The rungs seemed to go down forever. The square of daylight above us got smaller and smaller until it was the size of a postage stamp. I couldn’t hear the city traffic anymore, just the echo of trickling water. Every twenty feet or so, a dim light flickered next to the ladder, but the descent was still gloomy and creepy.
I was vaguely aware that the tunnel was opening up behind me into a much larger space, but I stayed focused on the ladder, trying not to step on Annabeth’s hands as she climbed below me. I didn’t realize we’d reached the bottom until I heard Annabeth’s feet splash.
“Holy Hephaestus,” she said. “Percy, look.”
I dropped next to her in a shallow puddle of muck. I turned and found that we were standing in a factory-sized cavern. Our tunnel emptied into it like a narrow chimney. The rock walls bristled with old cables, pipe, and lines of brickwork—maybe the foundations of old buildings. Busted water pipes, possibly old sewer lines, sent a steady drizzle of water down the walls, turning the floor muddy. I didn’t want to know what was in that water.

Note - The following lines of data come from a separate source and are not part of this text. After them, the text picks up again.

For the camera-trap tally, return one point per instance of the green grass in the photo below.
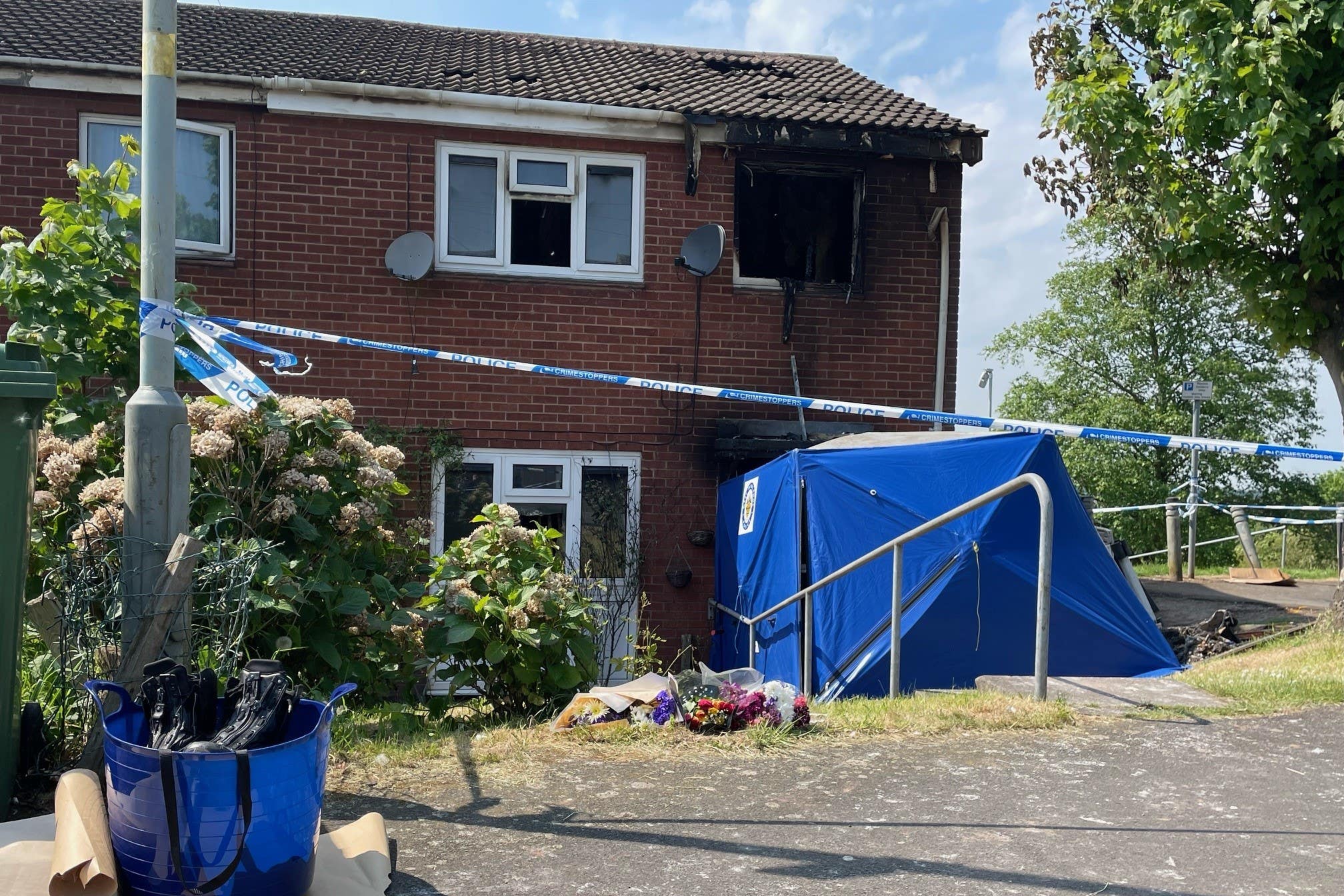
(1159, 570)
(1284, 675)
(414, 745)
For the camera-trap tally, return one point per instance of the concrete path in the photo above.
(1119, 808)
(1189, 602)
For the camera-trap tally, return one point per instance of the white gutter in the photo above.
(260, 87)
(940, 373)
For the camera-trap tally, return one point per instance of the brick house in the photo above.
(558, 177)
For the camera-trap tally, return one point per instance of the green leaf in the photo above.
(353, 601)
(563, 677)
(385, 587)
(303, 528)
(325, 649)
(457, 635)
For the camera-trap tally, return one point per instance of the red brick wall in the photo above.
(319, 199)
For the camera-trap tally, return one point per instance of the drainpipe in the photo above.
(940, 223)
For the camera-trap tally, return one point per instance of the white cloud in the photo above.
(804, 26)
(715, 11)
(902, 47)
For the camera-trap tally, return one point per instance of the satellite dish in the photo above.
(702, 250)
(410, 255)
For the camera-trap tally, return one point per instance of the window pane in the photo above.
(609, 209)
(546, 516)
(472, 183)
(797, 226)
(543, 173)
(538, 476)
(198, 157)
(464, 496)
(539, 233)
(198, 187)
(604, 521)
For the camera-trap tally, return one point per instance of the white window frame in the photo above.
(575, 197)
(579, 255)
(570, 496)
(225, 247)
(515, 187)
(441, 203)
(501, 460)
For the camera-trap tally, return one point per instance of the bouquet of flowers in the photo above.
(733, 707)
(647, 701)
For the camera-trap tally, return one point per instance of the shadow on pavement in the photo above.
(803, 863)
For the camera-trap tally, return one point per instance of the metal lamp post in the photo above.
(157, 435)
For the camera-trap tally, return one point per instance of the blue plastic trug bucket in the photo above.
(285, 785)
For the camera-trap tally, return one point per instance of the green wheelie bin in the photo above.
(26, 389)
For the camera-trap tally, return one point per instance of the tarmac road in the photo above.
(1132, 808)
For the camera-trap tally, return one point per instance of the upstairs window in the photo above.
(545, 214)
(797, 223)
(205, 176)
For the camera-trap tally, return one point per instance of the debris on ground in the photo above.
(1215, 635)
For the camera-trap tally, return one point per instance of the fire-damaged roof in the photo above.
(257, 43)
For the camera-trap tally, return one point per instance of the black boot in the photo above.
(261, 704)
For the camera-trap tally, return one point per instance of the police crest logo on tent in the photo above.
(749, 499)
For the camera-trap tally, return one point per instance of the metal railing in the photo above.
(895, 547)
(1283, 546)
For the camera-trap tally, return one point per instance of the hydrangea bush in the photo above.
(515, 626)
(338, 590)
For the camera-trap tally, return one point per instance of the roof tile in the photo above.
(261, 43)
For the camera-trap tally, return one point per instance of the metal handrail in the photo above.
(1226, 538)
(895, 547)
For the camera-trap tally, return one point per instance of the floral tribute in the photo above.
(706, 708)
(731, 707)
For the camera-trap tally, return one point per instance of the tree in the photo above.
(1119, 337)
(74, 289)
(1217, 128)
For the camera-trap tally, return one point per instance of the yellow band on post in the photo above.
(160, 53)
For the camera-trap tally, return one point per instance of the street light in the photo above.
(987, 381)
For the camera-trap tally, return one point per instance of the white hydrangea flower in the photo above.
(109, 491)
(61, 471)
(211, 445)
(387, 456)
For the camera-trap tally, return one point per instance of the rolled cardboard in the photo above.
(82, 861)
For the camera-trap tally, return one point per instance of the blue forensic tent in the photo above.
(969, 587)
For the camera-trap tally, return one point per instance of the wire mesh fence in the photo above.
(88, 611)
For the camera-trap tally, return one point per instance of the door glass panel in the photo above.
(539, 476)
(543, 173)
(464, 496)
(604, 521)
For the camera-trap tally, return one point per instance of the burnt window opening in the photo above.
(799, 225)
(541, 233)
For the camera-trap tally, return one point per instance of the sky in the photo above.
(965, 57)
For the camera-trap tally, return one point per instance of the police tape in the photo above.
(219, 371)
(1284, 520)
(885, 411)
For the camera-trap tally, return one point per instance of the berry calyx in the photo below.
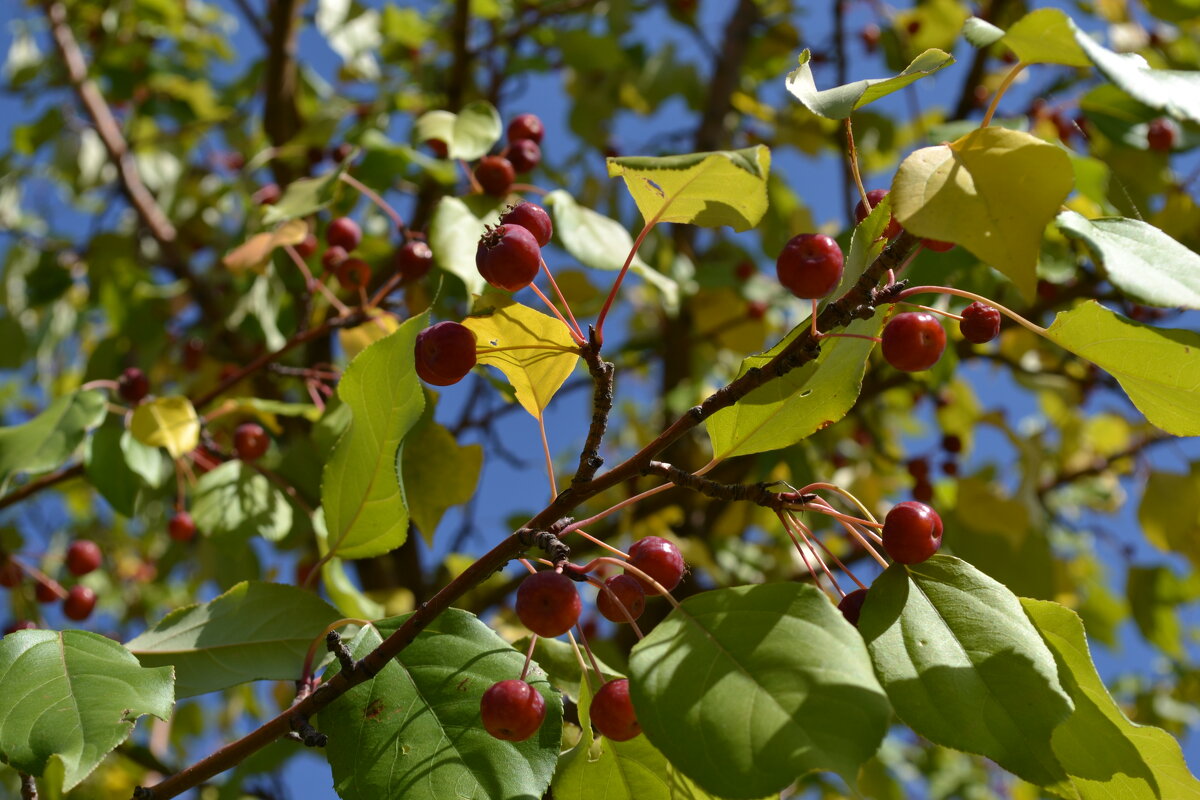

There wasn’t much light, but the cavern looked like a cross between a construction zone and a flea market. Scattered around the cave were crates, toolboxes, pallets of timber, and stacks of steel pipe. There was even a bulldozer half-sunken in the mud.
Even stranger: several old cars had somehow been brought from the surface, each filled with suitcases and mounds of purses. Racks of clothing had been carelessly tossed around like somebody had cleaned out a department store. Worst of all, hanging from meat hooks on a stainless steel scaffold was a row of cow carcasses—skinned, gutted, and ready for butchering. Judging from the smell and the flies, they weren’t very fresh. It was almost enough to make me turn vegetarian, except for the pesky fact that I loved cheeseburgers.

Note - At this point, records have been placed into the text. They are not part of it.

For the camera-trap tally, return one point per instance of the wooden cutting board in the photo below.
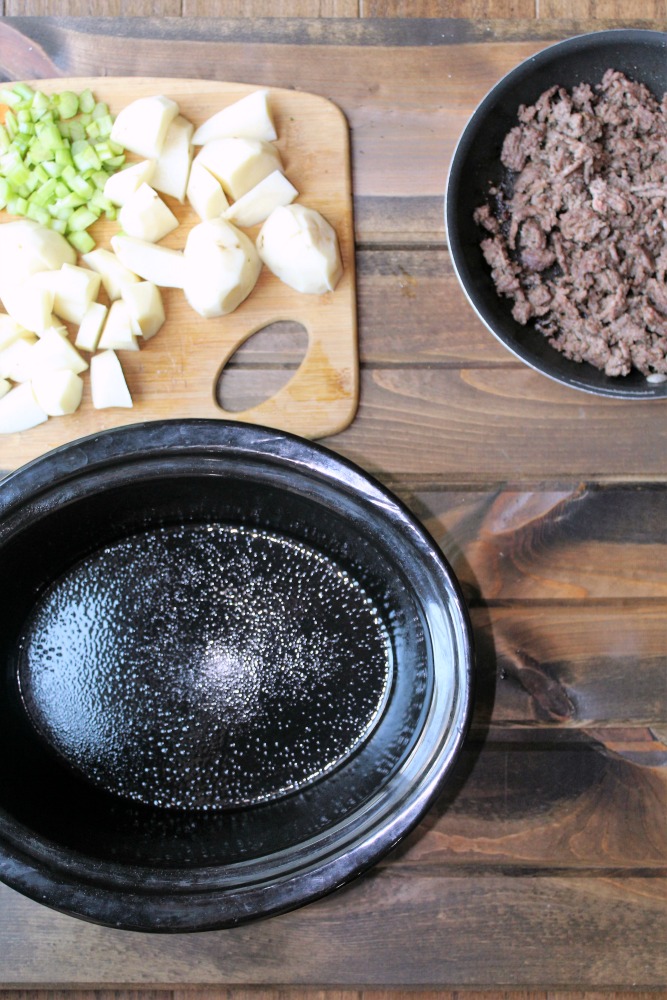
(177, 372)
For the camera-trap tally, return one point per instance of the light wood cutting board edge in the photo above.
(176, 374)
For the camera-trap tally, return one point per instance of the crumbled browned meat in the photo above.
(576, 235)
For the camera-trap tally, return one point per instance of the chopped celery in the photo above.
(68, 104)
(81, 218)
(55, 159)
(86, 101)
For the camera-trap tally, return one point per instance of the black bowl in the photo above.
(234, 672)
(642, 56)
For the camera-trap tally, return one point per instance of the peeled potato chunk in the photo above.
(250, 117)
(301, 248)
(107, 382)
(19, 410)
(142, 125)
(239, 164)
(222, 267)
(58, 392)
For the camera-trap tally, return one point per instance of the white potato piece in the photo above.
(90, 328)
(123, 184)
(142, 125)
(30, 303)
(145, 308)
(117, 333)
(222, 268)
(107, 382)
(161, 265)
(75, 288)
(27, 248)
(239, 164)
(19, 410)
(256, 205)
(172, 168)
(205, 194)
(301, 248)
(250, 117)
(10, 330)
(115, 275)
(58, 392)
(146, 216)
(15, 359)
(52, 351)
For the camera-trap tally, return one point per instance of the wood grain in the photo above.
(540, 873)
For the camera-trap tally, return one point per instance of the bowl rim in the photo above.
(576, 379)
(138, 898)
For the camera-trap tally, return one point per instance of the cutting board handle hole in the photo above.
(279, 347)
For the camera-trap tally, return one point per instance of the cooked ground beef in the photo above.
(578, 227)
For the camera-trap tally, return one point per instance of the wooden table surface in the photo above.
(543, 868)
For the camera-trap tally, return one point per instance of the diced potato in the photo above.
(10, 330)
(142, 125)
(161, 265)
(301, 248)
(256, 205)
(58, 392)
(30, 303)
(222, 267)
(52, 352)
(107, 382)
(146, 216)
(239, 164)
(123, 184)
(115, 275)
(145, 308)
(89, 331)
(75, 288)
(15, 359)
(117, 333)
(19, 410)
(205, 194)
(173, 165)
(250, 117)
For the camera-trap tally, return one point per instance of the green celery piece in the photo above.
(64, 157)
(68, 104)
(86, 159)
(18, 175)
(49, 135)
(17, 206)
(81, 241)
(38, 214)
(86, 101)
(24, 92)
(45, 193)
(9, 97)
(82, 187)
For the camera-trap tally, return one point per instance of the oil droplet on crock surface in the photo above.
(205, 666)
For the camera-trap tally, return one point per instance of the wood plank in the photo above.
(521, 805)
(578, 932)
(271, 8)
(475, 10)
(93, 8)
(603, 9)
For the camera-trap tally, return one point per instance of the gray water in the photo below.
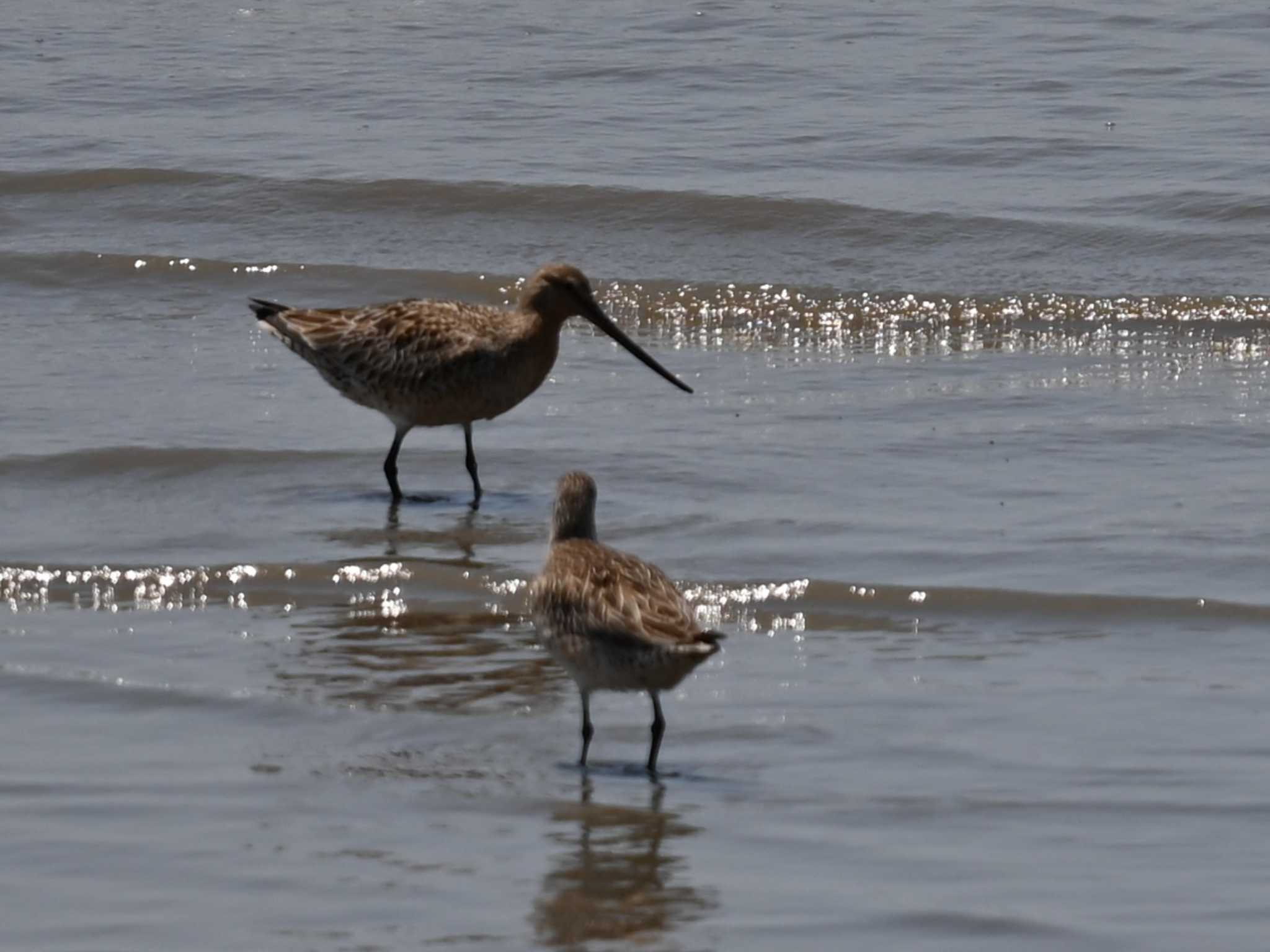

No sign of a giant. I hoped he wasn’t home. Then Annabeth pointed to the far end of the cave. “Maybe down there.”
Leading into the darkness was a twenty-foot-diameter tunnel, perfectly round, as if made by a huge snake. Oh…bad thought.
I didn’t like the idea of walking to the other side of the cave, especially through that flea market of heavy machinery and cow carcasses.
“How did all this stuff get down here?” I felt the need to whisper, but my voice echoed anyway.
Annabeth scanned the scene. She obviously didn’t like what she saw. “They must’ve lowered the bulldozer in pieces and assembled it down here,” she decided. “I think that’s how they dug the subway system a long time ago.”
“What about the other junk?” I asked. “The cars and, um, meat products?”
She furrowed her eyebrows. “Some of it looks like street vendor merchandise. Those purses and coats…the giant must’ve brought them down here for some reason.” She gestured toward the bulldozer. “That thing looks like it’s been through combat.”
As my eyes adjusted to the gloom, I saw what she meant. The machine’s caterpillar treads were busted. The driver’s seat was charred to a crisp. In the front of the rig, the big shovel blade was dented as if it had run into something…or been punched.
The silence was eerie. Looking up at the tiny speck of daylight above us, I got vertigo. How could a cave this big exist under Manhattan without the city block collapsing, or the Hudson River flooding in? We had to be hundreds of feet below sea level.
What really disturbed me was that tunnel on the far side of the cave.
I’m not saying I can smell monsters the way my friend Grover the satyr can. But suddenly I understood why he hated being underground. It felt oppressive and dangerous. Demigods didn’t belong here. Something was waiting down that tunnel.
I glanced at Annabeth, hoping she had a great idea—like running away. Instead, she started toward the bulldozer.
We’d just reached the middle of the cave when a groan echoed from the far tunnel. We ducked behind the bulldozer just as the giant appeared from the darkness, stretching his massive arms.